Japanese Minihero Lost In Translation

    Astro Boy
    Starring Nicolas Cage, Donald Sutherland & Kristin Bell
    Directed by David Bowers
    Rated PG
    01:30
    2 stars

    Astro Boy — the spiky-haired Japanese superhero known for defending the innocent with the help of his rocket-launcher legs — has received a lethal injection of westernization and political undertones.

    In an all-American rendition of the manga saga, director David Bowers (“Flushed Away”) alters the icon’s story to satisfy the youth of a different culture, cutting it to pieces and gluing it back together with plots, characters and themes that pull from classics like “The Jetsons,” “Oliver Twist” and “Pinocchio”.

    The hero is placed within a futuristic utopian island in the sky called Metro City. Imagine a place where robots compose the blue-collar workforce and, as a result, are treated with the utmost contempt.

    But Metro City did not always exist. When the Earth below the floating city — now known as “the surface” — was destroyed by pollution and mountains of garbage (“WALL-E,” anyone?), a part of the planet was lifted into the sky.

    After the death of his son, a Metro City scientist (unfortunately voiced by Nicolas Cage) creates a robo-child to fill the void. When he is unable to pacify his grieving father, Astro Boy embarks on a search for acceptance that leads him into battle with an alien race for the sake of saving the island he calls home.

    Of course, every hero has his villain. During Astro Boy’s journey to self-discovery — which includes a brief furlough on “the surface” with a group of children who call themselves the Robot Revolutionary Front (voiced by Kristen Bell and Nathan Lane), the militant president of Metro City (Donald Sutherland) hunts him down. Cue evil cackle.

    Simple enough, right? But one of the film’s major pitfalls is the fact that Astro Boy is stupidly perfect. How many children can identify with a little cherub whose maturity rivals that of a 40-year-old?

    Forced political undertones continue driving the film downward. Hardly the naive matinee it appears to be, “Astro Boy” instructs an elementary audience that the future of the world could be destroyed by apathy. There’s even an allegorical presidential race between a military dictator and a tree-hugger who believes that all use of physical force is a ploy to destroy the world.

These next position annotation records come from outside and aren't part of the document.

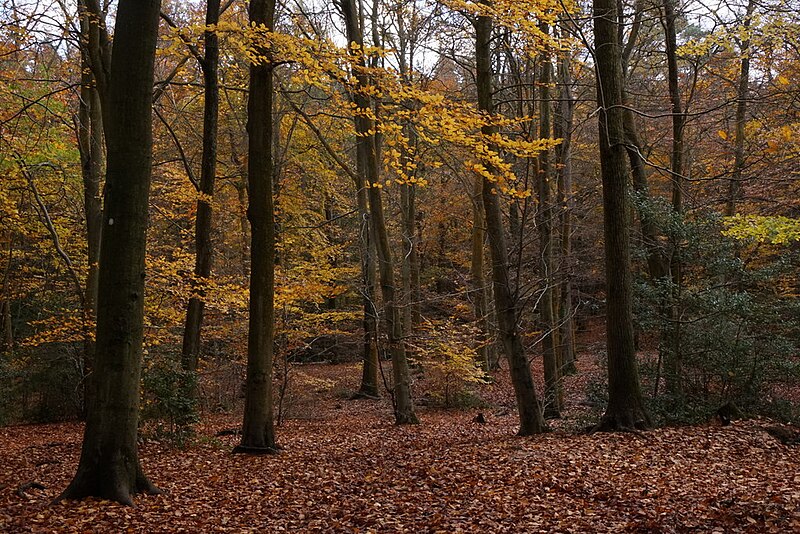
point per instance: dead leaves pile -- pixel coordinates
(348, 469)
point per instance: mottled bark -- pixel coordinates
(562, 129)
(90, 148)
(553, 394)
(190, 352)
(528, 404)
(625, 408)
(109, 464)
(368, 145)
(258, 428)
(742, 96)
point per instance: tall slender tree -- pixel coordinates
(109, 465)
(528, 404)
(258, 428)
(367, 146)
(209, 64)
(625, 408)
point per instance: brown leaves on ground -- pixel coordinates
(346, 468)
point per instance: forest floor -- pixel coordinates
(346, 468)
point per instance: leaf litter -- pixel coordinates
(346, 468)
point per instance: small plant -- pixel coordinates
(170, 405)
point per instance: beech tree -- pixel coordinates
(625, 408)
(209, 64)
(528, 403)
(109, 465)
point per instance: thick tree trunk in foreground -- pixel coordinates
(109, 465)
(562, 129)
(528, 404)
(625, 408)
(190, 352)
(258, 429)
(403, 406)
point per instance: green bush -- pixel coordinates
(169, 403)
(730, 319)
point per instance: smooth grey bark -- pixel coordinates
(204, 252)
(367, 144)
(625, 408)
(562, 129)
(742, 96)
(674, 352)
(507, 309)
(109, 464)
(258, 426)
(410, 268)
(548, 302)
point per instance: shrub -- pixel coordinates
(169, 404)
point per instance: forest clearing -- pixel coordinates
(345, 467)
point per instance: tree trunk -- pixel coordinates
(109, 465)
(528, 405)
(480, 289)
(554, 396)
(674, 360)
(403, 406)
(742, 95)
(6, 326)
(625, 408)
(258, 430)
(371, 361)
(190, 352)
(562, 128)
(410, 264)
(90, 147)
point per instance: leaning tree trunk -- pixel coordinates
(625, 408)
(365, 128)
(109, 465)
(258, 429)
(528, 405)
(562, 129)
(674, 350)
(190, 352)
(370, 369)
(554, 396)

    Despite its shortcomings (especially when compared to the original), “Astro Boy” remains somewhat enjoyable for a general audience. Though often imitative of its genre and at times overly intellectual for its target kiddies, it’s well-tucked tale of the eternal battle between good and evil, and drives its heart-warming message home: Despite adversity, a heart of gold — especially one armed with rocket legs — can overcome any villainous obstacle.